A Washington, D.C.-based think tank behind a slew of climate lawsuits in Colorado is denying a recent large donation from wealthy environmentalists prompted the group’s decision to back the litigation.
The Rockefeller Brothers Fund gave Niskanen Center a $200,000 donation for its climate program in February less than two months before the former libertarian group joined a climate lawsuit against Suncor and ExxonMobil. RBF is not the only activist group to give Niskanen money.
EarthRights International and Niskanen would be providing legal support for their lawsuit, which seeks to hold the two energy companies responsible for the effects climate change pose to the city, Boulder, Colo., city officials announced Tuesday.
Niskanen, which also received at least $350,000 from the Energy Foundation and a $300,000 grant from the William and Flora Hewlett Foundation, has not weighed in on or played a role in similar litigation in California and New York City.
The large donations had nothing to do with the decision, David Bookbinder, chief counsel for the group, told reporters with Western Wire.
“Niskanen is the leading center-right organization working on carbon tax issues. And we’ve been working on carbon tax issues since Niskanen was founded about three years ago,” Bookbinder said, adding the lawsuit is in line with the group’s support for private property. “So we’ve had a climate program since day one. And that’s support for the climate program.”
The group is an offshoot of the Cato Institute — a benchmark D.C.-based libertarian group mired in turmoil shortly after the 2012 death of co-founder William Niskanen. Former Cato senior fellow Jerry Taylor founded Niskanen in 2014 after a falling out he had with fellow libertarians who wanted to alter Cato’s mission. Taylor’s group supports many issues countering traditional liberation causes, including rebel-rousing for a tax on carbon.

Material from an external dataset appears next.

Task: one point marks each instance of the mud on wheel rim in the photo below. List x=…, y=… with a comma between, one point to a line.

Niskanen’s involvement in the climate lawsuit gives environmentalists cover while pursuing Exxon. Many of the groups currently crusading against the oil industry are environmentalists generally opposed to libertarian orthodoxy. Media outlets still refer to Niskanen as a libertarian group, even as Taylor continues to push back against that label.
“While most of the communities and environmental groups involved in these lawsuits can be considered on the liberal side of the political spectrum, one of the groups collaborating on the Colorado cases is decidedly not: the Niskanen Center, a libertarian policy group in Washington with a climate focus,” The New York Times wrote in an April 18 article on the Boulder lawsuit.

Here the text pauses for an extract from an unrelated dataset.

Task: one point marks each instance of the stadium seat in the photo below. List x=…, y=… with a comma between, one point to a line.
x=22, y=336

RBF joined with the Rockefeller Family Foundation (RFF) to take on Exxon. RFF President David Kaiser and RBF helped kick start what would become a nearly two-year investigation against the Texas-based oil company’s supposed willingness to hide information on climate change, Kaiser admitted in 2016.

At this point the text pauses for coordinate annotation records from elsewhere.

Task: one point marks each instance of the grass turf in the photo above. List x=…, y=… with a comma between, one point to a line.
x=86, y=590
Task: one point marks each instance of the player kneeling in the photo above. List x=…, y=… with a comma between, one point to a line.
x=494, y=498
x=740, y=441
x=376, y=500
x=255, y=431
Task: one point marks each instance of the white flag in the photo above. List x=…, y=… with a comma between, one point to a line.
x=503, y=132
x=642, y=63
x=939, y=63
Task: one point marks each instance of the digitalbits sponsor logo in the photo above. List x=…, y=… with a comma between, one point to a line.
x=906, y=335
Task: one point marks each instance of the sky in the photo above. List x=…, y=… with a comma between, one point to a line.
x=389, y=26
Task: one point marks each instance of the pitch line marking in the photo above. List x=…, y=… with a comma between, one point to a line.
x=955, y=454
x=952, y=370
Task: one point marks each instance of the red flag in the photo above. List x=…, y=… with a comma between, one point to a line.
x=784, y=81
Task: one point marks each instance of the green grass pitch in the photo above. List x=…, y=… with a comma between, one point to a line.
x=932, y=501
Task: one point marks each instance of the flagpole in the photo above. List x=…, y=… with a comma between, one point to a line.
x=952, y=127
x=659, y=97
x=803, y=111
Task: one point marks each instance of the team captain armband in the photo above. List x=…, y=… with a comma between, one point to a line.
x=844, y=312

“What we had funded was an investigative journalism project,” RFF President David Kaiser and RFF Director Lee Wasserman wrote in an essay for the New York Review of Books. “With help from other public charities and foundations, including the Rockefeller Brothers Fund (RBF), we paid for a team of independent reporters from Columbia University’s Graduate School of Journalism to try to determine what Exxon and other US oil companies had really known about climate science, and when.”